Energetically, I have been opening up so much space within myself that I am blowing my mind every day. Seriously. Like I am meeting new realms of myself who are long lost friends, and I am feeling closer and closer to my own perfection. Maybe I am funneling that energy so strong and so hardcore, that it is affecting my 7 year old too? Am I opening him up just like I am opening up myself? Is this energetic transfer possible?
Yesterday I had a 7 year old kid playing on the playground, ripping holes in his pants and burping gregariously at the dinner table. Then he turns into a mini teenager complaining about how I am “in his business”, asking me for deodorant, axe shampoo and old spice body wash, and then… the kicker…the part that brought me to my knees in my hallway after I had to excuse myself from his presence… my mini teenager is asking why I can’t just trust dad again and let him come home. (Among quite a few equally direct questions and statements).

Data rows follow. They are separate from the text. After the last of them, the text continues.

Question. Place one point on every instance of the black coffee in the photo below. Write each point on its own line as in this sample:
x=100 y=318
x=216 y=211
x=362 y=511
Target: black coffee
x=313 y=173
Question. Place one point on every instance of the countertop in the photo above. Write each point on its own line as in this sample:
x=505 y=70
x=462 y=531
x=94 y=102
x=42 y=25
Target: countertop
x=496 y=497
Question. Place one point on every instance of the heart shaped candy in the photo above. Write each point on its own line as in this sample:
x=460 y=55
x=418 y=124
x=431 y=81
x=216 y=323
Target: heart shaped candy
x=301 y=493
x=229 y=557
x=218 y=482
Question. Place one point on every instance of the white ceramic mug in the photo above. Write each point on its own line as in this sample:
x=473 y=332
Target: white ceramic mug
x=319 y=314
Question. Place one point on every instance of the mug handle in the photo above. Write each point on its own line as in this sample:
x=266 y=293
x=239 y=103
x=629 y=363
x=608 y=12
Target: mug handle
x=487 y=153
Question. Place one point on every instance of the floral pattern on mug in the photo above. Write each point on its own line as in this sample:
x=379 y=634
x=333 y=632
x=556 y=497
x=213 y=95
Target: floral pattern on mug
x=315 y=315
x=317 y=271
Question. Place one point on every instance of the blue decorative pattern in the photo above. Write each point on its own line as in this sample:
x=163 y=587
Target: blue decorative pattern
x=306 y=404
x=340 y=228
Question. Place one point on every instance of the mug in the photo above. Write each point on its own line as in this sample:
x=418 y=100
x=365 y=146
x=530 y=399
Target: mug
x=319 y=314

The delivery of this question was just so matter of fact for him. So expected. So valid of a question, and deserving of an answer. So simple. It really is so simple in his eyes. There is a problem. There is pain. It should be fixed. Wholeness = fixed. Ding ding ding! The answer is clear! The family should be together. Everyone is happy, everyone is whole, all is right in the world.
The beauty of this outweighed the heart wrenching pain that was trying to ruin this opportunity for me to have a real emotional conversation with my son. My son understands simplicity and isn’t overwhelmed by the “complicated web” that life becomes as we get older. The same web that took his father farther and farther away from us…he was still here with me. Present.

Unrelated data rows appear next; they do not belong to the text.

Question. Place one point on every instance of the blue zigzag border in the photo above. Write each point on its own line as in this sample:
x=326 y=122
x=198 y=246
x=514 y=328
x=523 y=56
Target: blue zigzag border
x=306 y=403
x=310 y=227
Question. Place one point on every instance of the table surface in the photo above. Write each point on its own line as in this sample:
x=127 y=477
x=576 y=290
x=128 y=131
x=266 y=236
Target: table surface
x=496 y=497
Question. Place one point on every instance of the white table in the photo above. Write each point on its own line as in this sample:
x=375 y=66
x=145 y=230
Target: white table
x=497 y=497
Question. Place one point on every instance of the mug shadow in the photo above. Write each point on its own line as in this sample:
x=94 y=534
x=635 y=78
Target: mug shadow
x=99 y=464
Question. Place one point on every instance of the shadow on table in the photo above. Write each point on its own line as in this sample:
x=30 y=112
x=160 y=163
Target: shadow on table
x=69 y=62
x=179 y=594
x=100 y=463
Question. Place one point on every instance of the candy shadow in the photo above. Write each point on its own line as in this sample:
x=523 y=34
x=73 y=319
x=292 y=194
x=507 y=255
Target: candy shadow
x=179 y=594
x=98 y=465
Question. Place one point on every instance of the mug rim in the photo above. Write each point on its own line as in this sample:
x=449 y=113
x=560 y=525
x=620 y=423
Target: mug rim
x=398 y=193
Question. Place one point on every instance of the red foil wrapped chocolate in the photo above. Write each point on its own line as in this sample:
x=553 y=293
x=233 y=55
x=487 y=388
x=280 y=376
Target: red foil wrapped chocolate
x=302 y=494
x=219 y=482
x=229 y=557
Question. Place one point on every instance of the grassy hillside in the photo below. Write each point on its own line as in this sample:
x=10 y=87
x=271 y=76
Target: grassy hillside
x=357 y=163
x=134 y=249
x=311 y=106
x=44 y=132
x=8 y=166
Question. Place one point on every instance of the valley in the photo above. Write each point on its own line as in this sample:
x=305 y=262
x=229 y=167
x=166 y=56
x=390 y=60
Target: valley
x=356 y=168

How do I preserve this? How do I help him keep the faith in the simplicity of life? He just says what he feels. And sees how simple the answers could be. “He is not doomed”, I think!
Where his father was in a place to only see doubt and shame and complications, he sees clearly. Had his father been able to address his own personal issues and see the simplicity of the situation, we wouldn’t be here in this position today. Had he had the same conversation with me that my 7 year old is having now, we could have prevented the agony and suffering that was the concluding 4 years of our life together.
It has been nearly 2 years since the day that our lives changed direction. Two years of living apart, crazy time-sharing schedules, heated battles, quiet moments, happy afternoons, serious talks, silly playtime and everything in between.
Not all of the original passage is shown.